"Swarming like a swarm of bees. He was carried among the people, hanging from the handle. No matter how good you think about the situation you're in, it's disgusting. Where are you now?"
is a comparable translation to this:
"No matter how you couch it, riding the subway feels disgusting: you dangle like ripe fruit from a hanging vine, squeezed in among humans swarming like bees."
Or this ?:
"Being crammed among a swarm of humans, dangling from a strap as I'm carried along, is frankly disgusting, no matter how you look at it"
>Getting something appropriate is going to be much more up to chance.

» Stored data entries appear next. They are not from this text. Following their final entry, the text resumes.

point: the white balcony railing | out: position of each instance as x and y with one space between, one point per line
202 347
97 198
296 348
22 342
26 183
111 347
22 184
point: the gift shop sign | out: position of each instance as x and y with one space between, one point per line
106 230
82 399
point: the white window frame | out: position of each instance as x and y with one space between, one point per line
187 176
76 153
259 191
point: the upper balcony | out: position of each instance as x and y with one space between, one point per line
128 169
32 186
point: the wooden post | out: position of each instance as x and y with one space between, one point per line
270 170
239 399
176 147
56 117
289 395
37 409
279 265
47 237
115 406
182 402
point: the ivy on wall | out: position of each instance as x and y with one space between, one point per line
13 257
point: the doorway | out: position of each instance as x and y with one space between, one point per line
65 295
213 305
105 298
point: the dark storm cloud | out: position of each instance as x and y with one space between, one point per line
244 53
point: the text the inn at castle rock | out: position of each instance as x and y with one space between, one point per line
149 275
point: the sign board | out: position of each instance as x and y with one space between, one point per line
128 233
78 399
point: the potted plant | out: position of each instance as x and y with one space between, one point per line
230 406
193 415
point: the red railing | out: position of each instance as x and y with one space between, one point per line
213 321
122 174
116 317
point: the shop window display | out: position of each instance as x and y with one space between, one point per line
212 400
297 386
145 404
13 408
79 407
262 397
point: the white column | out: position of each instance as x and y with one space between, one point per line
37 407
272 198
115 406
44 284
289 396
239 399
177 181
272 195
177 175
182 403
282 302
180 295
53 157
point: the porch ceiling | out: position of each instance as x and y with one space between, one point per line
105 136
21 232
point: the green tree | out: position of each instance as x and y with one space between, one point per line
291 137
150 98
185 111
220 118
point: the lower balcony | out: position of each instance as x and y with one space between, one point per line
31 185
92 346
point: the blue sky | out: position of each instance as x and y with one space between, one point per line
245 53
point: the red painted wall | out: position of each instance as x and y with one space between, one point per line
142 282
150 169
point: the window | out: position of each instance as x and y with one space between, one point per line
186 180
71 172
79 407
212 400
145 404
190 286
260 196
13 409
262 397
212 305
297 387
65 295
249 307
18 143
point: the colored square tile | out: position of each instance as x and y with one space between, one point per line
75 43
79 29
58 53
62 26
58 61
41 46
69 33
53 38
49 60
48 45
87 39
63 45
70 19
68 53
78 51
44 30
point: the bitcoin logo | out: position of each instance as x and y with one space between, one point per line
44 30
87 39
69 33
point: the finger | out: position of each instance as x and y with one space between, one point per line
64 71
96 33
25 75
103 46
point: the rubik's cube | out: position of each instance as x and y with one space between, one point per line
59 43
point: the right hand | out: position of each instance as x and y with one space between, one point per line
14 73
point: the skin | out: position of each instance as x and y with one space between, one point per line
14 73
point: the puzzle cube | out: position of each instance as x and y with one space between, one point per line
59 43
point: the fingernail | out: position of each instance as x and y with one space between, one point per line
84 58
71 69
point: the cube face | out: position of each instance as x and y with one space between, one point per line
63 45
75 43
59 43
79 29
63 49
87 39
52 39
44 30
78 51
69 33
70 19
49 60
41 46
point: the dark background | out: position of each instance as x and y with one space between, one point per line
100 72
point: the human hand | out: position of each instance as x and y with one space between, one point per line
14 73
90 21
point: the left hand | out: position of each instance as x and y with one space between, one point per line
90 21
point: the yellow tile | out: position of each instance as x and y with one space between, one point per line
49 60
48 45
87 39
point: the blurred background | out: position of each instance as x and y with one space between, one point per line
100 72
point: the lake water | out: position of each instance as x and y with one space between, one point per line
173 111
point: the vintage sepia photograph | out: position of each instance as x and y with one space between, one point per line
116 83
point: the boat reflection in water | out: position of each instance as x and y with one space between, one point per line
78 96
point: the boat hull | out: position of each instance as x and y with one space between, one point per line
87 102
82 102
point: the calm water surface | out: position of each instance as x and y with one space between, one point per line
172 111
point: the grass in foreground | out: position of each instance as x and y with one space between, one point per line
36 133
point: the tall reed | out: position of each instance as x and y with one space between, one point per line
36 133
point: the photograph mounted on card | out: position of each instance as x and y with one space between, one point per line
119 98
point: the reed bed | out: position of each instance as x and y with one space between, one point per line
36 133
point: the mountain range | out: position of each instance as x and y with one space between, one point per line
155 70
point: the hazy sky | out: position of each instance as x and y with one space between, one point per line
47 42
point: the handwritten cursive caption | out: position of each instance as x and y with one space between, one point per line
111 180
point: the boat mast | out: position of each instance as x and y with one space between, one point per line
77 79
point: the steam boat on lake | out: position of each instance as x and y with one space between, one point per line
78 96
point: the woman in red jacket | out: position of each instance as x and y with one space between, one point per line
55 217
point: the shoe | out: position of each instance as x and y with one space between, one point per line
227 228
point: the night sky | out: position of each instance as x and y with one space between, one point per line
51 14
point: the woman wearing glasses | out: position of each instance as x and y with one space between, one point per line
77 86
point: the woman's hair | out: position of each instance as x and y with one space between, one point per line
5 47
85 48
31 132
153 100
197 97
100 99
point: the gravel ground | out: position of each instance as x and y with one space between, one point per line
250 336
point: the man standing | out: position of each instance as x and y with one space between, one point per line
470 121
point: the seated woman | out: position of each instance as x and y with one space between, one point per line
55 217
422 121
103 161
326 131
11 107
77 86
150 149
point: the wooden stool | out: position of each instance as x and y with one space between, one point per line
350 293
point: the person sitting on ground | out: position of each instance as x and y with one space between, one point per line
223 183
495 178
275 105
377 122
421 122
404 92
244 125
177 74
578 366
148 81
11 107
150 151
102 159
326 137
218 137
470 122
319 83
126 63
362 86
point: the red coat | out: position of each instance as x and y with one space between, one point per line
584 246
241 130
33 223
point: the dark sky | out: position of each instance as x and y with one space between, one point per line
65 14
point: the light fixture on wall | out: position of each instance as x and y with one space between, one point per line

Getting something appropriate with GPT-4 is whole lot higher than chance which was kind of the point of all this.
>Using metaphorical or allegorical language as a test isn't that useful.
This is a big chunk of fiction which is most of the text that regularly gets translated. If you're not interested in translating fiction then great but "not a good test" is just silly.
Not the point. Even human readers are going to be unsure about what is meant, that means automatic translators are always going to do even worse and mere chance becomes prevalent.
If you look at how humans translate literature, the translator becomes a part of the work (in the new language) because translating it is an art, not a science. There is no 'correct' translation, only ones that deliver a human experience or interpretation of the original.
The last sentence is a complete fabrication and the entire translation is vague and confusing. You can see the meaning from the context of the actually good translations. On its own, it would not fly anywhere. Whats more, this kind of vagueness just builds up more and more until you've lost track of the plot.